Standard-setting study


Standard-setting study is an official research study conducted by an organization that sponsors tests to determine a cutscore for the test. To be legally defensible in the US, in particular for high-stakes assessments, and meet the Standards for Educational and Psychological Testing, a cutscore cannot be arbitrarily determined; it must be empirically justified. For example, the organization cannot merely decide that the cutscore will be 70% correct. Instead, a study is conducted to determine what score best differentiates the classifications of examinees, such as competent vs. incompetent. Such studies require quite an amount of resources, involving a number of professionals, in particular with psychometric background. Standard-setting studies are for that reason impractical for regular class room situations, yet in every layer of education, standard setting is performed and multiple methods exist.
Standard-setting studies are typically performed using focus groups of 5-15 subject matter experts that represent key stakeholders for the test. For example, in setting cut scores for educational testing, experts might be instructors familiar with the capabilities of the student population for the test.
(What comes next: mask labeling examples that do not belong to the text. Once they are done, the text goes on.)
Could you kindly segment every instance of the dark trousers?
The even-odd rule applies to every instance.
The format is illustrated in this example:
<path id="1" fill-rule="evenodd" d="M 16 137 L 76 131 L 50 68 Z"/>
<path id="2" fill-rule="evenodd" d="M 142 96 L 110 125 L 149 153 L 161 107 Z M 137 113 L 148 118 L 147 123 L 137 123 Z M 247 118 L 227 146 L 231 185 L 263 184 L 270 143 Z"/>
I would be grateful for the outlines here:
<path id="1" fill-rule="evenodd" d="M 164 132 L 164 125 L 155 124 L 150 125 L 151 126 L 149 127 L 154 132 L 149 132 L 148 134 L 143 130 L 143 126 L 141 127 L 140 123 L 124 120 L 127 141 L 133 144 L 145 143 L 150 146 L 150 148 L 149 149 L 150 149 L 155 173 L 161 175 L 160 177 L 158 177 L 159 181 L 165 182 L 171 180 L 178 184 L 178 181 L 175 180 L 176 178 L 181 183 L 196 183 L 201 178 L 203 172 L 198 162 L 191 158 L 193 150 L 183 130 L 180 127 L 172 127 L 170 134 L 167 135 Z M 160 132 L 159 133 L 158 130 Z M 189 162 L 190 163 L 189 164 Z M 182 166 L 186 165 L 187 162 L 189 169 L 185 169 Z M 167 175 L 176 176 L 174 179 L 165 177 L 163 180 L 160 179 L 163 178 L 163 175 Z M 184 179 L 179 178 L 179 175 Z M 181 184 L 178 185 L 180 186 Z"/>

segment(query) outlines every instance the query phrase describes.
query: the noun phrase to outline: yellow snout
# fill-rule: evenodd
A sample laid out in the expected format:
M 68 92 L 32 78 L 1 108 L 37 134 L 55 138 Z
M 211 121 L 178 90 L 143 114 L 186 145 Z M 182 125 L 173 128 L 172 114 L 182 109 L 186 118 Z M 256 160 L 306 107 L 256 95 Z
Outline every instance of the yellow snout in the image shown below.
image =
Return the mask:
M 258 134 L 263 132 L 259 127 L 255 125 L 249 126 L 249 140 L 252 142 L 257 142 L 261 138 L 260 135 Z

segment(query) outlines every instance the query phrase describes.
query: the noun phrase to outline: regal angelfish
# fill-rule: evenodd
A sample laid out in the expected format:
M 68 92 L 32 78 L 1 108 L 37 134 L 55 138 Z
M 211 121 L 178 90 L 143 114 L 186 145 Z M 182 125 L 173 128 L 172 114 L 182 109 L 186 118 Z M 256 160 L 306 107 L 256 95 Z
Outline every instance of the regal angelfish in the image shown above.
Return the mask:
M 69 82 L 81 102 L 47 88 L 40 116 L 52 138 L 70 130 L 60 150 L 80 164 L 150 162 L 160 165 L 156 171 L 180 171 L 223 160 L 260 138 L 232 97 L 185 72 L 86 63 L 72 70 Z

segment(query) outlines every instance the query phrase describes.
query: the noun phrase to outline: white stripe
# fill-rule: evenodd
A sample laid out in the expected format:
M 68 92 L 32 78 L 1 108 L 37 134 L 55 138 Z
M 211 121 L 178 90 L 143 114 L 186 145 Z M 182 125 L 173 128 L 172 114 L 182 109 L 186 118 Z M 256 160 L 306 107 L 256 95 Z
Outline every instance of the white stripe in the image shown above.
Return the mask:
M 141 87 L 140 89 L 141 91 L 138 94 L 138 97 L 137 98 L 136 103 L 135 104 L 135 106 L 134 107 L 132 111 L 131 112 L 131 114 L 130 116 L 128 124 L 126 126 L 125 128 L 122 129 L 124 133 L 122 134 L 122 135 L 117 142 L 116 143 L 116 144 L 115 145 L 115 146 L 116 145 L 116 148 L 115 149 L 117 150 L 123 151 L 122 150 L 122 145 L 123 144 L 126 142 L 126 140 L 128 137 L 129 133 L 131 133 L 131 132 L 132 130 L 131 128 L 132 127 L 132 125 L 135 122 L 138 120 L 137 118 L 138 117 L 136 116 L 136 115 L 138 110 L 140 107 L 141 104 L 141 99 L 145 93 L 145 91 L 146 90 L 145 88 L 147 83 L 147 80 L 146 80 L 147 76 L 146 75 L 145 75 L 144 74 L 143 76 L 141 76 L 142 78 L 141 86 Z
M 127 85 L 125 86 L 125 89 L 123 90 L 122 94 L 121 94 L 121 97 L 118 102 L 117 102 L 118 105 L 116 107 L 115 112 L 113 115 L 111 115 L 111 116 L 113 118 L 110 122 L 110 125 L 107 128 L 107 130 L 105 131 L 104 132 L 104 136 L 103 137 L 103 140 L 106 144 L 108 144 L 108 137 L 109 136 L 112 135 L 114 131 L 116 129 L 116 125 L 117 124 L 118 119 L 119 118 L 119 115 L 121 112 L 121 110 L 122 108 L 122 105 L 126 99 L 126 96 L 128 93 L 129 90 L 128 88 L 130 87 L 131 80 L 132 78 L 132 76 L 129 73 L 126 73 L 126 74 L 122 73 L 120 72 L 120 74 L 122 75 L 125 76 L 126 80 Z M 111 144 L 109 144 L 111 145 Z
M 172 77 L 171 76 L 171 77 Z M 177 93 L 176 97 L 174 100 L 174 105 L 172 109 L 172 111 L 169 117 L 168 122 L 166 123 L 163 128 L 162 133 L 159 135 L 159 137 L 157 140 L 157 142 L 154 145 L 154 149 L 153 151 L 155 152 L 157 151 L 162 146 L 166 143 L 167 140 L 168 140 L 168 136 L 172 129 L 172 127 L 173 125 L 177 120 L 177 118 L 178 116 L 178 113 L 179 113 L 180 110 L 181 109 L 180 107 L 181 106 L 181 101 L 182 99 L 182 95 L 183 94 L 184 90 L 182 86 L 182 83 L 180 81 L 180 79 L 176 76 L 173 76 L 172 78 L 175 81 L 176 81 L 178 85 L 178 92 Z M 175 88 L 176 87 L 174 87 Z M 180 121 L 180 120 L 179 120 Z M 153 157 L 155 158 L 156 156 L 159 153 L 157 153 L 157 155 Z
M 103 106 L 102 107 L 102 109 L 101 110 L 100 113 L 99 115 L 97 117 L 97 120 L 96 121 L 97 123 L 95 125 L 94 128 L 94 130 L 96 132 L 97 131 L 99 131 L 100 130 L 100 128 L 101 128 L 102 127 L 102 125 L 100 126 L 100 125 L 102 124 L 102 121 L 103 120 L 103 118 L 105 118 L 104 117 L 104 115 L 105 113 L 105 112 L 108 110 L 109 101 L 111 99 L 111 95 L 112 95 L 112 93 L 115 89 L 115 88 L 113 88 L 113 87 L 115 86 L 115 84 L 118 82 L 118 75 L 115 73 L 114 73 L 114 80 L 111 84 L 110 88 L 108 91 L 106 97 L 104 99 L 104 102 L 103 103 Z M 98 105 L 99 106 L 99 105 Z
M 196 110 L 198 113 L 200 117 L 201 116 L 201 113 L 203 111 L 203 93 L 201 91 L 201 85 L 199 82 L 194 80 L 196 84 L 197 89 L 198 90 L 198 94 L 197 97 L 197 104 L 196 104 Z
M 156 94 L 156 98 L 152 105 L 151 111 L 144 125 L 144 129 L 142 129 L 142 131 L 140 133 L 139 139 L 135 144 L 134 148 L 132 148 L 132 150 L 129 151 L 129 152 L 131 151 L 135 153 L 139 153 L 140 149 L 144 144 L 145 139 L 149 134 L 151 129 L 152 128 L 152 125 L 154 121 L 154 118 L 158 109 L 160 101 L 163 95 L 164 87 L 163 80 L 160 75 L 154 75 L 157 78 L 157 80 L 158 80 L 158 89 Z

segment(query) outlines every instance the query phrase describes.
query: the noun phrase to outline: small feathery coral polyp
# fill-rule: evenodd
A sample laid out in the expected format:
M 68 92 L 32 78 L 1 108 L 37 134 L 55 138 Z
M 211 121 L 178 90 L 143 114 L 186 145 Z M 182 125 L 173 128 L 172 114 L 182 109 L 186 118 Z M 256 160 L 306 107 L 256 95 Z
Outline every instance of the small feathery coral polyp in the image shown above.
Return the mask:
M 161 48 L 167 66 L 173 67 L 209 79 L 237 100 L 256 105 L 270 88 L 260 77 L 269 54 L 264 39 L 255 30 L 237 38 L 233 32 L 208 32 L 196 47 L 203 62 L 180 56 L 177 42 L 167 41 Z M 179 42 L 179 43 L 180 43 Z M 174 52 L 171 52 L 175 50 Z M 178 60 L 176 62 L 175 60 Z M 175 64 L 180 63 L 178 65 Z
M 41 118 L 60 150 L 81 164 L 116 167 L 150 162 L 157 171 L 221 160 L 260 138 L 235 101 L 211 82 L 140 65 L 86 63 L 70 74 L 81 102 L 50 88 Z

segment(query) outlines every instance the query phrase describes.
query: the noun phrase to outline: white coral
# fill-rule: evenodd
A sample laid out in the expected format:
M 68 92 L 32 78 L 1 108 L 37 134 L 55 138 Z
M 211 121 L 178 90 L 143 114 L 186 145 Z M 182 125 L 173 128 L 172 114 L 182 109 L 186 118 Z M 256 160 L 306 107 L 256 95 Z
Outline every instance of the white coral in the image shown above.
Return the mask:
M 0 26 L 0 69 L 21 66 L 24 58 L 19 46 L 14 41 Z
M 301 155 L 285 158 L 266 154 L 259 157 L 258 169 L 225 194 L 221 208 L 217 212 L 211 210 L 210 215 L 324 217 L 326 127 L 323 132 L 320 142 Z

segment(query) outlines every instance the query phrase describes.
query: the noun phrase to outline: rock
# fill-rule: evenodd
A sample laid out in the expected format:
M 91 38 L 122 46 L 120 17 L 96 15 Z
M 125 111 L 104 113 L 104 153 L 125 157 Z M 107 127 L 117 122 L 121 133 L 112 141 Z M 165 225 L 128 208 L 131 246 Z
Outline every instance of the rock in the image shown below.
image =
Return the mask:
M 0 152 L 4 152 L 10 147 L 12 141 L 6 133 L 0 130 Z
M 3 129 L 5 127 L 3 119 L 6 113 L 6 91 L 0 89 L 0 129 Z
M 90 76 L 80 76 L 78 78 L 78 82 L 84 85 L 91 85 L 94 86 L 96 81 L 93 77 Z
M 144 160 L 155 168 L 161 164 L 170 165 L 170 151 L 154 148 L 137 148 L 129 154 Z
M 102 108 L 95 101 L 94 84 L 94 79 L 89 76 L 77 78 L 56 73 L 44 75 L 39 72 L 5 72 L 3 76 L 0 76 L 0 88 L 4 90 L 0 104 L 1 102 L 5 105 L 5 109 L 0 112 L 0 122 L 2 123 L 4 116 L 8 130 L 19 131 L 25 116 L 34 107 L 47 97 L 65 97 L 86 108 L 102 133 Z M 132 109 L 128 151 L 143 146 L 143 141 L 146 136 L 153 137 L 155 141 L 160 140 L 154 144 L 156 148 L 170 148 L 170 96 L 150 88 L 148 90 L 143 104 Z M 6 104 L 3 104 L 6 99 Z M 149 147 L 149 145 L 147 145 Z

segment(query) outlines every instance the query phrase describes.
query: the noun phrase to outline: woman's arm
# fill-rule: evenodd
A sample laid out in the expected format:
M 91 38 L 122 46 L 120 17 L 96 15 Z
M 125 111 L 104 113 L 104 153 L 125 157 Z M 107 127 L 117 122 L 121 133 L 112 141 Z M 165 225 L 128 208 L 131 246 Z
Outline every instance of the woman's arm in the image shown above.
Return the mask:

Types of standard-setting studies

Standard-setting studies fall into two categories, item-centered and person-centered. Examples of item-centered methods include the Angoff, Ebel, Nedelsky, Bookmark, and ID Matching methods, while examples of person-centered methods include the Borderline Survey and Contrasting Groups approaches. These are so categorized by the focus of the analysis; in item-centered studies, the organization evaluates items with respect to a given population of persons, and vice versa for person-centered studies.
Item-centered studies are related to criterion-referenced tests and to norm-referenced tests.

Item-centered studies

Rather than the items that distinguish competent candidates, person-centered studies evaluate the examinees themselves. While this might seem more appropriate, it is often more difficult because examinees are not a captive population, as is a list of items.
For example, if a new test comes out regarding new content, the test could be given to an initial sample called a beta sample, along with a survey of professional characteristics. The testing organization could then analyze and evaluate the relationship between the test scores and important statistics, such as skills, education, and experience. The cutscore could be set as the score that best differentiates between those examinees characterized as "passing" and those as "failing."